Pilot to determine codon optimization strategy for synthesized ORFs
pENTR®SD/D-TOPO® clones harboring synthesized coding sequences (CDSs) corresponding to GRMZM2G162434, GRMZM2G001875 and GRMZM2G051793 and optimized according to maize, yeast or hybrid preference were delivered by Invitrogen (http://www.invitrogen.com/). LR Clonase® was used to recombine these CDSs into a GAL4-BD-GWC1 vector to fuse them with the yeast GAL4-binding domain (BD), and alternatively to generate N-terminal fusions with green fluorescent protein (GFP) into plasmid p1511 under the control of the 35S promoter to test for expression in maize protoplasts.

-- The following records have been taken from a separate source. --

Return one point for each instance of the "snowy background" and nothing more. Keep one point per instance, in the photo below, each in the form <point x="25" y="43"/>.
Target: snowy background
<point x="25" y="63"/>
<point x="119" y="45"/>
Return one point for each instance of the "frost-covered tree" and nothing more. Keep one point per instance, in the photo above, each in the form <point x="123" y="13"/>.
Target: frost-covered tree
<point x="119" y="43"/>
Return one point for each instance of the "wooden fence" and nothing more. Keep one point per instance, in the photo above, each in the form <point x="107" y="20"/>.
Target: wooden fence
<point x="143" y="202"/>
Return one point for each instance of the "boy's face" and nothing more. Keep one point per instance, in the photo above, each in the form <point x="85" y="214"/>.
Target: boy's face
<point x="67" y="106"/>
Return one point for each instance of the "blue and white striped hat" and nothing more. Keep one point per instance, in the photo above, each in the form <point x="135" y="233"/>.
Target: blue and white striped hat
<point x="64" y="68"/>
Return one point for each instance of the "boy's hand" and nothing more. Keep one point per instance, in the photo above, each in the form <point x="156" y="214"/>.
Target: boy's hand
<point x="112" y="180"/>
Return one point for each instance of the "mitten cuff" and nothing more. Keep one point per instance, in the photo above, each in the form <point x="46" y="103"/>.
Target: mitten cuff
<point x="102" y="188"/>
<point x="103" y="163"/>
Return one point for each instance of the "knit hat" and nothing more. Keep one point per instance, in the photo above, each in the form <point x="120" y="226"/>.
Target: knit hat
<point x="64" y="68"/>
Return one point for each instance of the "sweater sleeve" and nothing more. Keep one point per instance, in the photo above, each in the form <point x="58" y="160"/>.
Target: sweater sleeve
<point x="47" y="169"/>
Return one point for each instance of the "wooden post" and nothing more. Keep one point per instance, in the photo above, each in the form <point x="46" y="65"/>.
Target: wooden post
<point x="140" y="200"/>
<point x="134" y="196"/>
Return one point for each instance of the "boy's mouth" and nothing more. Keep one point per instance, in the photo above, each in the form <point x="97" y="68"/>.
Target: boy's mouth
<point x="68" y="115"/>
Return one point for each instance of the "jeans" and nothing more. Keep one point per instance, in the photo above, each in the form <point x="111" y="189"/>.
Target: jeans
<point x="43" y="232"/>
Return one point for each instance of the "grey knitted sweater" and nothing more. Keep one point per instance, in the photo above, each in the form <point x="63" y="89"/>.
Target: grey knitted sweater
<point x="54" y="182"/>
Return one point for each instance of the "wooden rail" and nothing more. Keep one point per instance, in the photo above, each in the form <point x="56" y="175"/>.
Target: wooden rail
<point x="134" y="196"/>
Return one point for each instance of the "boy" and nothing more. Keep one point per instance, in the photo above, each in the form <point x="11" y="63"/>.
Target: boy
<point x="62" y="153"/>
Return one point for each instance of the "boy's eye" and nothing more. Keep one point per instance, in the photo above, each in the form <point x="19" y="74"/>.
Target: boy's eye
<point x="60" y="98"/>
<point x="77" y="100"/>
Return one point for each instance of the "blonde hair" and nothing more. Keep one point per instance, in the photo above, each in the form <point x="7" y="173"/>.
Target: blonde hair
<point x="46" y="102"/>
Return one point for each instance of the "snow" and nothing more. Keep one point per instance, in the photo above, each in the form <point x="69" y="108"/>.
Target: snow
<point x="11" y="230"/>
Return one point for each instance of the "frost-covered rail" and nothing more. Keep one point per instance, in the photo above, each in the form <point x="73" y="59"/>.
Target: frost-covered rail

For Western blot analysis, PJ69.4a yeast cells were transformed with each GAL4-BD-GWC1 construct using the lithium acetate/single-stranded (LiAc/SS) carrier DNA/polyethylene glycol method (Gietz and Schiestl, 2007). Cells were grown in 5 ml of synthetic medium without tryptophan (SD – Trp) at 30°C to OD600 = 0.6. They were subsequently centrifuged at 13 500 g for 1 min at room temperature (25°C) and re-suspended in 100 μl H2O followed by the addition of 100 μl NaOH (0.2 m) and incubated for 5 min at room temperature. Cells were centrifuged at 13 500 g for 1 min at room temperature and the pellet was re-suspended in 50 μl of SDS loading buffer [0.06 m 2-amino-2-(hydroxymethyl)-1,3-propanediol (TRIS)-HCl, pH 6.8, 10% (v/v) glycerol, 2% (w/v) SDS, 5% (v/v) β-mercaptoethanol, 0.0025% (w/v) bromophenol blue] and heated to 95°C for 5 min. The suspension was then centrifuged at 13 500 g, and 15 μl of extract was loaded and analysed by 10% SDS-PAGE. The membrane was blocked for 1 h in 5% BSA TRIS Base saline-Tween 20 buffer (TBS-T) Tween (0.05%), followed by 1:1000 dilution of primary antibody (DBD-AB, SC-510, Santa Cruz, http://www.scbt.com/) in 1% BSA–TBS-Tween (0.05%) for 12 h at 4°C, washed three times for 10 min each using 1 × TBS-Tween 20 (0.1%), followed by 1:4000 dilution of secondary antibody (ECLTM Anti-mouse IgG Horseradish, NA931V, GE Healthcare UK, http://www3.gehealthcare.co.uk/) in 1% BSA-TBS-Tween (0.05%) for 1.5 h at room temperature, washed three times for 10 min each using 1 × TBS-Tween 20 (0.1%), and exposed for 15 sec for the proteins of the optimized clones for genes 34 and 75, and for 30 min for the proteins of the optimized clones for gene 93. The N-terminal region of R (R1–252) (ZmbHLH1, GRMZM5G822829) fused with GAL4 BD was used as the positive control (Hernandez et al., 2004).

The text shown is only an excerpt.